Ci siamo lasciati alle spalle un Primo Maggio triste. Per tante ragioni. L’economia è in recessione, l’occupazione è in forte sofferenza, il governo rivela sempre nuovi limiti (la nomina dei “tecnici dei tecnici”, al di là del valore delle persone coinvolte, sfiora il paradosso), la politica si avvita su se stessa dimostrando di avere una sola preoccupazione: che Monti e i suoi ministri tirino a campare il più a lungo possibile, allo scopo di evitare di misurarsi con un elettorato pronto a far pagare alla classe dirigente il fio dei sacrifici che la popolazione è costretta a compiere per di più nell’incertezza sul futuro.
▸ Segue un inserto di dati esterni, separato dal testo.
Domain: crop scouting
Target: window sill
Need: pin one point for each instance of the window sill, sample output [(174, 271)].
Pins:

I leader sindacali, più tronfi e arroganti del solito, hanno scelto Rieti (forse come esempio della sterminata provincia italiana) per comunicare urbi et orbi le loro approssimative terapie che farebbero uscire il Paese dalla crisi e promuoverebbero la crescita. Il ministro Elsa Fornero, intervenendo alla cerimonia del Quirinale, ha intonato il Magnificat per la sua riforma del lavoro, sollecitandone una celere approvazione, ma facendosi garbatamente riprendere da Giorgio Napolitano, il quale ha voluto ricordare che i tempi brevi il governo deve meritarseli consentendo alle forze politiche di trovare quelle intese utili a migliorare il testo del provvedimento.
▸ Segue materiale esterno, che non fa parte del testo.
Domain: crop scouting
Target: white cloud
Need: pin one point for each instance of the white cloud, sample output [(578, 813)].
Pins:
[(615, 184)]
La differenza d’impostazione c’è e si vede. E non è solo una questione di opportunità politica e di rigore istituzionale (attinente al riconoscimento del ruolo del Parlamento), ma le parole del Presidente lasciano intendere che non vi è nessun atto di lesa maestà se vengono apportate talune modifiche al disegno di legge. Già, Napolitano. Il suo è stato un grande discorso politico, ricco di stimoli e di contenuti. Un discorso per nulla rituale, scevro da ogni tentazione di retorica e particolarmente severo non solo con qualche uscita estemporanea della Lega e dei sindaci del Carroccio, in tema di Imu, ma anche - pur a un livello più elevato - con alcuni schemi ideologici della sinistra.